Os problemas trazidos pela Lei 12.990/2014, faz com que dediquemos tempo e esforço no estudo desta norma legal, com o intuito intrínseco de trazer luz aos pontos ora obscuros desta norma jurídica, buscando uma solução para ajudar as pessoas que fazem jus à reserva de vagas em concurso público pelo sistema de cotas e no entanto, se vêem impedidas ou inseguras para utilizar tal benefício legal.
Sempre que falamos em reserva de vagas pelo sistema de cotas raciais e ou cores surge o questionamento, e a principal dúvida é quem pode se considerar preto ou pardo?
Ademais suscita dúvidas tais como, como se dará a formalização dos critérios de aferição da veracidade da autodeclaração? Tal critério ficará a cargo
das bancas organizadoras? Cada banca poderá editar critérios próprios? Como
fica a situação do candidato diante de tantos critérios subjetivos provavelmente diferentes?
Outro ponto que traz dúvidas é a questão da aferição da veracidade da autodeclaração feita pelo candidato e a existência de punição para aqueles que
falsamente se declararem pretos ou pardos; a punição prevista no parágrafo único do artigo 2º, da Lei 12.990/2014, não seria um desistímulo para aqueles que desejam utilizar deste benefício legal quer seja para ingressar no serviço público ou para mudar de órgão ou apenas de cargo dentro do mesmo órgão?
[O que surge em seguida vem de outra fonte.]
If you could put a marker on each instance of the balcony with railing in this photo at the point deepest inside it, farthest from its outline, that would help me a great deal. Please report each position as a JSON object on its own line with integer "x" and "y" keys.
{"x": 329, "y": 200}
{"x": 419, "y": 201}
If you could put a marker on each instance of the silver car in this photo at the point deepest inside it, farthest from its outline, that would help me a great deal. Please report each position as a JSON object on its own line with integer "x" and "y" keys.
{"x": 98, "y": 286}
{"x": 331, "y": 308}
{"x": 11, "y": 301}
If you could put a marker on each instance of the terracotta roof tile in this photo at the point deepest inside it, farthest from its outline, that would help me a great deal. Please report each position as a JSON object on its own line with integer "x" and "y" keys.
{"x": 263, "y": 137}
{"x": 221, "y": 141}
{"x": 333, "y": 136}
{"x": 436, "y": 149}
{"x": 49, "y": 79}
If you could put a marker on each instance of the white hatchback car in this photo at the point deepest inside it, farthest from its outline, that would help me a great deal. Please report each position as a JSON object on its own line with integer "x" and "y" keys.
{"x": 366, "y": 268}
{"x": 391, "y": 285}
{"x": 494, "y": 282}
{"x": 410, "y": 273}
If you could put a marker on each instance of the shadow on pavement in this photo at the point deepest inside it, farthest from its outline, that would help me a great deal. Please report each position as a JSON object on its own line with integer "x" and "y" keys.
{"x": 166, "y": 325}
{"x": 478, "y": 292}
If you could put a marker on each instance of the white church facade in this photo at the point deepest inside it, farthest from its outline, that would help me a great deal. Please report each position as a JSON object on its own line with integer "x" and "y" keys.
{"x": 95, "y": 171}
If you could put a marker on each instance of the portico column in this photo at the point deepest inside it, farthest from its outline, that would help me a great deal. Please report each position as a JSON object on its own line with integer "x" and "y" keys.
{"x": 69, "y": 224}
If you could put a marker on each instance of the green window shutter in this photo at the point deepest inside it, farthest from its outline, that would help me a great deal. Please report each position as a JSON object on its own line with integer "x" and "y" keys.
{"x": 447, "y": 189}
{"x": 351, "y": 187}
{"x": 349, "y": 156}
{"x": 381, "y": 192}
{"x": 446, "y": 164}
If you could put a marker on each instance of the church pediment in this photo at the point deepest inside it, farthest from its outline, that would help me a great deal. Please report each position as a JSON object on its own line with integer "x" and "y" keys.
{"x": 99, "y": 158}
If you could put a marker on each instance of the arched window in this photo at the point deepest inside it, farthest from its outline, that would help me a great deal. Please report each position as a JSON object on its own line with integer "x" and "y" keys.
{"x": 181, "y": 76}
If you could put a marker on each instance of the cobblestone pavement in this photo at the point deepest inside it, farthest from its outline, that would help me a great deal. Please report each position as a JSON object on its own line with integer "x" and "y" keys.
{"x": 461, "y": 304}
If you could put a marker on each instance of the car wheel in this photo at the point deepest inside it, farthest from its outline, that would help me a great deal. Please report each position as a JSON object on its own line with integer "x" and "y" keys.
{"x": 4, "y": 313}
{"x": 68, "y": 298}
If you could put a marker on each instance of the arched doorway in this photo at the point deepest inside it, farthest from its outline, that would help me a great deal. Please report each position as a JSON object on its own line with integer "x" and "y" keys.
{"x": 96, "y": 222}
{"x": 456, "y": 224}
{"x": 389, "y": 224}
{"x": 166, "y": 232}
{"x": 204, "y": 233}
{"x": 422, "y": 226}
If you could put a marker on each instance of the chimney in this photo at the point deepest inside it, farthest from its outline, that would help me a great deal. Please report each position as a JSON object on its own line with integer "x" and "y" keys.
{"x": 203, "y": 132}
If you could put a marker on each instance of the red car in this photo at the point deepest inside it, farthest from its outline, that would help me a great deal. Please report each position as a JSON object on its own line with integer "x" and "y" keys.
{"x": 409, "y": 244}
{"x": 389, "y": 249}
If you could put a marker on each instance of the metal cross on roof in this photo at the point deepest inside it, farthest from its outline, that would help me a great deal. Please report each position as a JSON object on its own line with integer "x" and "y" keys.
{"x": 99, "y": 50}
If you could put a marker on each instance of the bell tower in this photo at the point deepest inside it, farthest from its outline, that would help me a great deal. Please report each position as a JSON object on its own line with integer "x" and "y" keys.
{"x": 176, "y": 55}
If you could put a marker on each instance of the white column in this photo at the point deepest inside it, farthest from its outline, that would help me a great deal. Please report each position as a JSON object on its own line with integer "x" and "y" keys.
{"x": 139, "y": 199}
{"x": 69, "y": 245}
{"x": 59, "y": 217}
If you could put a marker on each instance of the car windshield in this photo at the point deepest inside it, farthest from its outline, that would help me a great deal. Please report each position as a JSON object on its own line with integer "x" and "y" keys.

A Lei 12.990/2014 deixa em aberto até mesmo o momento da averiguação de veracidade, fazendo com que o candidato nunca tenha uma segurança de ter realmente conquistado o cargo de forma definitiva e legal, pois a qualquer momento esse quesito poderá ser questionado, criando uma insegurança jurídica plena e avassaladora fazendo desmoronar por terra todos as boa intenções da referida Lei.
Por tudo quanto exposto nota-se que a norma em comento mesmo com boas intenções possui uma falha grave que fere mortalmente o âmago do principal objetivo intentado por esta norma, qual seja facilitar o acesso e a inclusão das pessoas da raça negra, ou seja, dos pretos e pardos ao serviço público, pois esta falha não deixa que se cumpra eficiente e plenamente o objetivo para o qual a Lei 12.990/2014 foi criada. Até mesmo a Portaria Normativa nº 4 de 06 de abril de 2018, que supostamente regularia o procedimento de heteroidentificação nos casos da Lei 12.990/2014, não regula nada, apenas valida a formação de uma comissão com essa finalidade, porém não define o fenótipo do preto e principalmente do pardo, que é e sempre será o maior prejudicado nesta lei. E o artigo 11 da portaria normativa nº 4, continua sem resolver o problema daqueles que não tenham a sua heteroidentificação deferidas pela comissão, o que desestimula os pardos a concorrerem pelo sistema de cotas embora tenham
direito subjetivo a isto, o artigo 11 realmente cria o desestímulo aos pardos, “in verbis”.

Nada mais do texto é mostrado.